Ecrit par Theo Ananissoh 06.11.15 dans La Une Livres, Les Livres, Critiques, Asie, Roman, Sabine Wespieser

L’Homme-tigre, septembre 2015, trad. de l’indonésien par Étienne Naveau, 246 pages, 21 €

Ecrivain(s): Eka Kurniawan Edition: Sabine Wespieser

L’Homme-tigre, Eka Kurniawan

 

Le lecteur, l’heureux lecteur (insistons !) de L’Homme-tigre apprend dès la toute première phrase du roman que Margio a assassiné Anwar Sadat. Il lira (une demi-douzaine de pages de description calme et méticuleuse) comment Margio a tué (est-ce le mot approprié ?) sa victime. A la fin de ce premier chapitre, Margio expliquera calmement aux policiers que ce n’est pas lui qui a commis cet acte mais un tigre qui est dans son corps. « Ce tigre était blanc comme un cygne, cruel comme un chien féroce ». Il faut reconnaître à Margio… comment dire ? la bonne foi d’avoir annoncé avant l’assassinat que le tigre en lui avait envie de commettre un meurtre. Ceux qui l’on entendu dire cela à plusieurs reprises, copains ou voisins, au pire ont pensé qu’il manifestait là une haine bien compréhensible contre son père, homme très violent dans son foyer. Mais ce père (Extraordinaire réussite d’un personnage ; sans doute le meilleur du roman de ce point de vue. Un concentré de souffrance et de cruauté. Une agonie humainement grandiose), ce père donc est mort récemment et enterré ; c’est d’ailleurs ce qui a fait réapparaître Margio qui avait disparu du village sans laisser d’adresse.

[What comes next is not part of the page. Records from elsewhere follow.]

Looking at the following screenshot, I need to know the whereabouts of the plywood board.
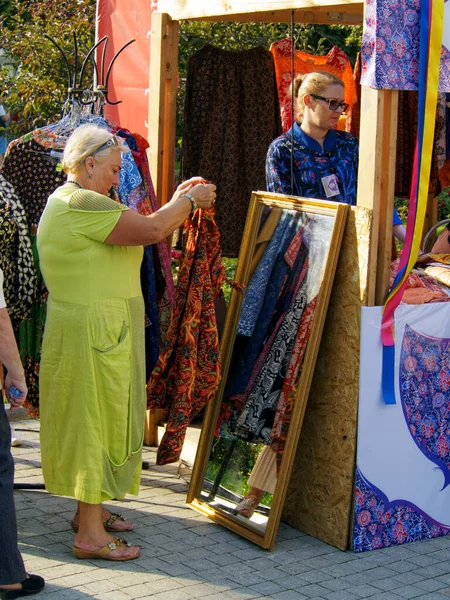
[282,207,372,550]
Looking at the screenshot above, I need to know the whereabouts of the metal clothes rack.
[14,32,136,490]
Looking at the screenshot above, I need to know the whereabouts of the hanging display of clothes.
[361,0,450,92]
[345,52,361,140]
[2,114,173,416]
[0,173,37,321]
[216,211,329,474]
[181,44,281,257]
[270,38,357,132]
[147,208,225,465]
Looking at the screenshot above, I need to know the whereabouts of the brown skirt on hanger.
[181,45,281,257]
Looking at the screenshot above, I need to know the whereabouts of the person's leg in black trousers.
[0,402,44,599]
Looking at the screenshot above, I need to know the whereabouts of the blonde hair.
[294,71,345,120]
[62,123,128,173]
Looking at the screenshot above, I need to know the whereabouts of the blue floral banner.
[361,0,450,92]
[353,302,450,552]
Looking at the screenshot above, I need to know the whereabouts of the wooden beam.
[148,12,178,205]
[186,7,363,25]
[357,86,398,306]
[158,0,364,24]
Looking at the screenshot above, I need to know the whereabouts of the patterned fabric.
[2,139,66,232]
[271,298,316,439]
[345,52,361,140]
[361,0,450,92]
[147,208,225,464]
[223,213,298,404]
[181,45,281,257]
[0,174,37,320]
[270,38,356,131]
[234,278,306,444]
[353,469,450,552]
[119,145,142,202]
[238,214,287,336]
[133,134,175,352]
[434,94,447,169]
[400,325,450,476]
[266,123,358,205]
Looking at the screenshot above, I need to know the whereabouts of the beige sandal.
[72,538,141,561]
[236,494,259,519]
[70,513,134,533]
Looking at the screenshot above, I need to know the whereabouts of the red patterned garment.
[147,208,225,465]
[270,38,357,132]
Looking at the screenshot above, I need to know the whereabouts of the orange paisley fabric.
[147,208,225,465]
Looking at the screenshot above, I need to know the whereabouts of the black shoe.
[0,575,45,600]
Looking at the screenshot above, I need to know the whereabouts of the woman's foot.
[73,531,141,560]
[235,493,261,519]
[70,508,134,533]
[0,574,45,600]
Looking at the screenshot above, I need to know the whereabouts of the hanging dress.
[37,184,145,504]
[181,44,281,257]
[147,209,225,465]
[270,38,356,131]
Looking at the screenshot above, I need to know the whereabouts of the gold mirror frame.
[187,192,348,550]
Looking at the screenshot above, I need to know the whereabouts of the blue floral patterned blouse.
[266,123,402,225]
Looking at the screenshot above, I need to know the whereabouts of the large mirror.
[187,192,348,548]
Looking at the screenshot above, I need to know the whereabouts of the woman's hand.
[175,177,208,196]
[5,372,28,410]
[189,183,216,208]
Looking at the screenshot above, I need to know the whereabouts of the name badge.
[322,175,341,198]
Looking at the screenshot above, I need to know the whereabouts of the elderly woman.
[37,125,215,560]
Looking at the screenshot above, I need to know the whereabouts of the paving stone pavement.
[7,415,450,600]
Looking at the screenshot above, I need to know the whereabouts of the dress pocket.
[93,321,130,353]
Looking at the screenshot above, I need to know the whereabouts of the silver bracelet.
[180,194,198,212]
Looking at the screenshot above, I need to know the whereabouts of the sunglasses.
[91,135,119,156]
[310,94,350,114]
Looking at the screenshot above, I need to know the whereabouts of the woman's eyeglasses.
[310,94,350,114]
[91,135,119,156]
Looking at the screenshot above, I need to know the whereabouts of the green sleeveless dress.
[37,184,146,504]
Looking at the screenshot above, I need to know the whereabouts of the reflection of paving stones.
[8,411,450,600]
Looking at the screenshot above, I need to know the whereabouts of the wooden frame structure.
[148,0,398,549]
[148,0,398,304]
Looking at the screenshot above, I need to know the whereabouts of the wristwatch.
[180,194,198,212]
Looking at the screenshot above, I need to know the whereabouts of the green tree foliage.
[0,0,95,137]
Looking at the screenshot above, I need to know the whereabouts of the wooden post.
[357,86,398,306]
[148,11,178,206]
[144,11,178,446]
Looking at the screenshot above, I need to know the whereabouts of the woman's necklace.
[66,179,84,190]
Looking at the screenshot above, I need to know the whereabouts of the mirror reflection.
[199,206,335,532]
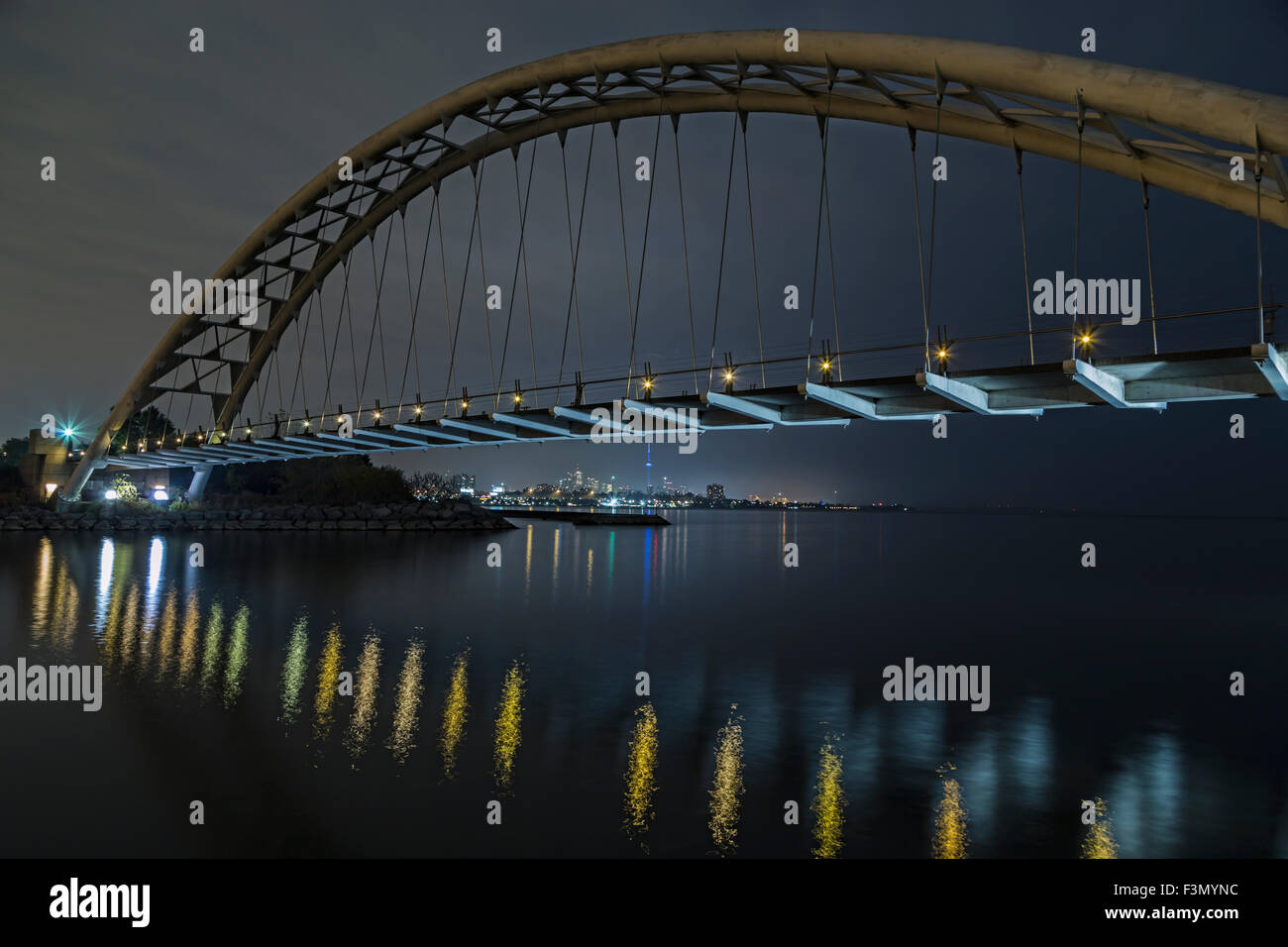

« Il disait qu’il y avait quelque chose dans son corps, quelque chose d’autre que ses entrailles, qui mettait tout son corps en mouvement ou l’immobilisait, quelque chose qui s’était glissé hors de lui pour l’inciter à tuer Anwar Sadat. Il avait dit aux policiers que cette chose était très forte, si bien qu’il n’avait eu besoin d’absolument aucune arme. Il avait étreint fortement Anwar Sadat, qui, sous la surprise, avait essayé de résister. Cependant, la prise des bras de Margio était très vigoureuse. Il balança ses mains vers le haut, arrachant au passage des cheveux à Anwar Sadat, dont la tête ne pouvait guère bouger. C’est alors que Margio planta ses dents dans le côté gauche du cou d’Anwar Sadat, comme un amoureux embrassant ardemment la surface de peau située sous l’oreille de sa bien-aimée, un amoureux haletant sous le feu de sa passion ».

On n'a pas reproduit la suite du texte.